For a heritage lover, Khadir is synonym with Dholavira, the largest Indus Valley site in Gujarat, for a naturalist, the island is synonym with flamingos, the largest nesting ground for this migratory species in India and for palaeontologists, Khadir is synonym with Jurassic wood Fossil Park, again one of its kinds in India. The list goes on… for anthropologists it is the colourful ethnic communities inhabiting this secluded region that make Khadir iconic in the rural tourism map of India. So much diversity in one region, it looks like an open air Social Studies text book for school students and each of these components are nothing but its visual chapters.
But the harsh reality is that Khadir is amongst nature’s most hatred child, where the temperature normally shoots up to 50 degree centigrade in summer. Throughout its history it has suffered badly by earthquakes and you ask every adult – he/she would share the experience of the most recent one, the 2001 earthquake. Its land is barren, miles and miles of no man land, busy, salt marsh and low barren hills that characterize its arid landscape.
I have been visiting Khadir every year from the time I arrived in Gujarat in early 2000. Yet every visit brings me new surprises.

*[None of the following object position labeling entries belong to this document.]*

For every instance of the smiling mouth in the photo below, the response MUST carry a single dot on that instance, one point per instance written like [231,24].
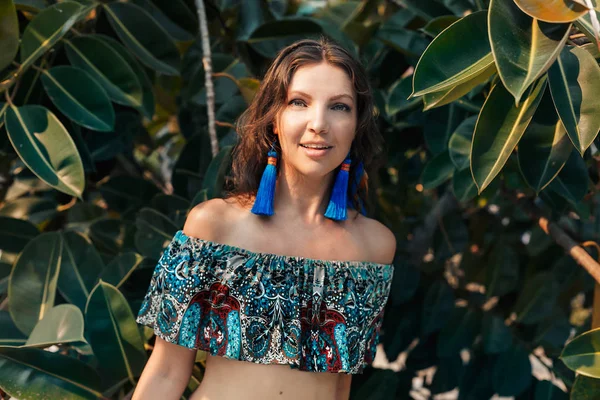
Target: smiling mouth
[316,148]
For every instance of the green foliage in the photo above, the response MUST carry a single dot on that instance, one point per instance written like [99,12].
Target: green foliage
[490,114]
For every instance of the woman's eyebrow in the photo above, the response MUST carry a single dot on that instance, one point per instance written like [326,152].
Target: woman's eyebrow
[338,96]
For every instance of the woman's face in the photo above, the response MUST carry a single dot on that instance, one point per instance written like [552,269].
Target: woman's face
[320,109]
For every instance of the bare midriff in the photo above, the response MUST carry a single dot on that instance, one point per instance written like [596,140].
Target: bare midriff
[227,379]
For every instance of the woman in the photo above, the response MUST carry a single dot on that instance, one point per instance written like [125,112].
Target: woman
[282,282]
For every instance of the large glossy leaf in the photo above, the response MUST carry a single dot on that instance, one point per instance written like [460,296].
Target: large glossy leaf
[46,147]
[154,232]
[173,206]
[499,128]
[271,37]
[405,41]
[32,285]
[10,335]
[33,6]
[445,64]
[120,268]
[544,147]
[144,37]
[575,83]
[112,235]
[459,145]
[436,26]
[582,354]
[523,56]
[536,300]
[77,95]
[512,372]
[147,91]
[46,29]
[463,185]
[80,269]
[552,10]
[32,374]
[14,235]
[446,96]
[170,26]
[9,33]
[123,193]
[114,335]
[61,324]
[397,99]
[585,388]
[179,12]
[107,66]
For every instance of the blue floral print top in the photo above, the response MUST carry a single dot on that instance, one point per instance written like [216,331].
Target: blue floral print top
[313,315]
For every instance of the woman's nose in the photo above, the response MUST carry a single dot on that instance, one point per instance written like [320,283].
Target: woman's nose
[318,120]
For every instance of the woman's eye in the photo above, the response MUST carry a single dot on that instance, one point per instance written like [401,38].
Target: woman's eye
[297,102]
[341,107]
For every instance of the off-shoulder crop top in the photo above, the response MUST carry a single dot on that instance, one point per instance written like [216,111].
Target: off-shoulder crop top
[313,315]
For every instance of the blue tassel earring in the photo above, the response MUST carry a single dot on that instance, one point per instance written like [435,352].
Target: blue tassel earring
[358,173]
[337,203]
[263,204]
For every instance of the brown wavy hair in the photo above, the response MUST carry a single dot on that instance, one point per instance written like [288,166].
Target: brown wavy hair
[255,125]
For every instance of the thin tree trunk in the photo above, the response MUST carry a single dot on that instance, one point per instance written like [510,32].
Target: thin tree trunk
[210,90]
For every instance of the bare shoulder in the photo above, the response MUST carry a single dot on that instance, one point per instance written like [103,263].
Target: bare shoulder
[207,220]
[380,240]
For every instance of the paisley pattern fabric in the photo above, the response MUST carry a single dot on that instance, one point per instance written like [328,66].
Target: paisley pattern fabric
[313,315]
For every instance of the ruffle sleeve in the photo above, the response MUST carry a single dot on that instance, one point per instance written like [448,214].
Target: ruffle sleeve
[314,315]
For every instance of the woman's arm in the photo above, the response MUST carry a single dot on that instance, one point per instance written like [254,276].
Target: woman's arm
[167,372]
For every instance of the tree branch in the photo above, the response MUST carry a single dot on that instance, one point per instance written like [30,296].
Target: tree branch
[210,90]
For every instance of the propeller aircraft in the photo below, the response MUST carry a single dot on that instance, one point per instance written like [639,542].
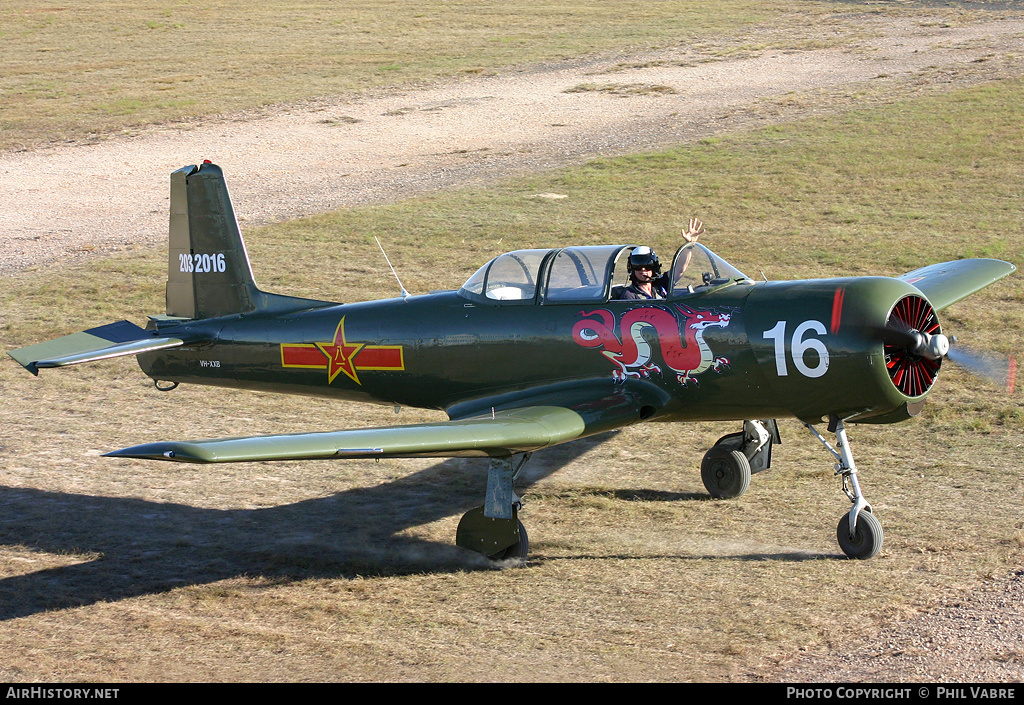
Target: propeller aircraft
[534,350]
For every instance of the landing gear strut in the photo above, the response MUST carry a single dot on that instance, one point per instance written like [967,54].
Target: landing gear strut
[859,533]
[727,467]
[495,529]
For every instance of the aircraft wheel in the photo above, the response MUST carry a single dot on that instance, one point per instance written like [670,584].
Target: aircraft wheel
[499,539]
[866,540]
[519,549]
[725,472]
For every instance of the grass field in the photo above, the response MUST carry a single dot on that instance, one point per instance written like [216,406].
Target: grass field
[133,571]
[105,67]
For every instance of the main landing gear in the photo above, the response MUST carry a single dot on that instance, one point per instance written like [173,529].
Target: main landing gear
[859,533]
[495,529]
[727,467]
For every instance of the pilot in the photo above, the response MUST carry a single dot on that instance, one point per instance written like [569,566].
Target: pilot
[646,280]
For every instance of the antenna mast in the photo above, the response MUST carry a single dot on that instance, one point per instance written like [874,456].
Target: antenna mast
[403,292]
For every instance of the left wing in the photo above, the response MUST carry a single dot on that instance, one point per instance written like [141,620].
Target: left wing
[946,283]
[505,432]
[496,427]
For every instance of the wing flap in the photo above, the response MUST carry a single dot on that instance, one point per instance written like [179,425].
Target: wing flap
[946,283]
[112,340]
[504,432]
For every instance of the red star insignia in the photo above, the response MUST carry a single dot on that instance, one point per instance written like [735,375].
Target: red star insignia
[340,354]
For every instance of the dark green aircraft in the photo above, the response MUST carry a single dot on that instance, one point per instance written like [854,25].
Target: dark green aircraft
[536,349]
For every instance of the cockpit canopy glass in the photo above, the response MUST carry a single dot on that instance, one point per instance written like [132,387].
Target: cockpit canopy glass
[511,277]
[579,275]
[696,266]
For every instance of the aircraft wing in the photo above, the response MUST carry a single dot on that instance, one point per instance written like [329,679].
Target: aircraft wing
[496,427]
[112,340]
[946,283]
[501,433]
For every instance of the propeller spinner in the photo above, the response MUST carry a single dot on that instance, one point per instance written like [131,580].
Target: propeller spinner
[914,348]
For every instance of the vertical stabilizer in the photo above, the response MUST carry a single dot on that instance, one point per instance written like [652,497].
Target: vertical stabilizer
[208,267]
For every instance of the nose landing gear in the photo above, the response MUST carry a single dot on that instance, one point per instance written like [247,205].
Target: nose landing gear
[859,532]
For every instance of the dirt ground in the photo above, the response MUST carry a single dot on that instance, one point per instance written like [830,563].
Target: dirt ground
[66,201]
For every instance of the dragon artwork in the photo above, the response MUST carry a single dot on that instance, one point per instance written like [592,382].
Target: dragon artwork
[676,330]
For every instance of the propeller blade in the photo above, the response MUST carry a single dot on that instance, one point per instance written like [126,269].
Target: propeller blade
[1000,370]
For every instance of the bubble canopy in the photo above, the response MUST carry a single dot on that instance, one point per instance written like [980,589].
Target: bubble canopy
[589,274]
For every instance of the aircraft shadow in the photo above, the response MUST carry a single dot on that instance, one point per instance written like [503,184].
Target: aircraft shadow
[143,547]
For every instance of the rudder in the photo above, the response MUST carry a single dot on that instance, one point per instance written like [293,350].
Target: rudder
[208,273]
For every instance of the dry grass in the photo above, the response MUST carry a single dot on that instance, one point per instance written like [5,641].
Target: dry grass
[83,70]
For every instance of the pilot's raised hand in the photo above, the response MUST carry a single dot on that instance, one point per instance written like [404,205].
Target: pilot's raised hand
[695,229]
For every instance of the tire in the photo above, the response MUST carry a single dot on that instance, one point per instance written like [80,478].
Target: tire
[518,550]
[866,540]
[726,473]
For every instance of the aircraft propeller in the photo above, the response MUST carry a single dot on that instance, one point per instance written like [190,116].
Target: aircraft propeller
[914,348]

There are fresh folk stories of its people, how their ancestors came here by herding, how the region has gone through so many changes in recent years. I have visited army camps of Border Security Force to listen their version of Indo-Pak relations, climbed to the highest point in the island, where every rock tells a story of tectonic activities in the past, spent hours watching serene looking Rann from the top of Khadir and also sunsets, a visual treat to eyes.
I have rambled through the ruins of Dholavira at least a dozen times.
The bhungas of Meghwal have been always a major attraction for me. They amongst the most beautiful ethnic houses made entirely out of surrounding natural resources.
Khardir is truly magical. This is my humble photo gifts of Khadir to all my friends and well wishers.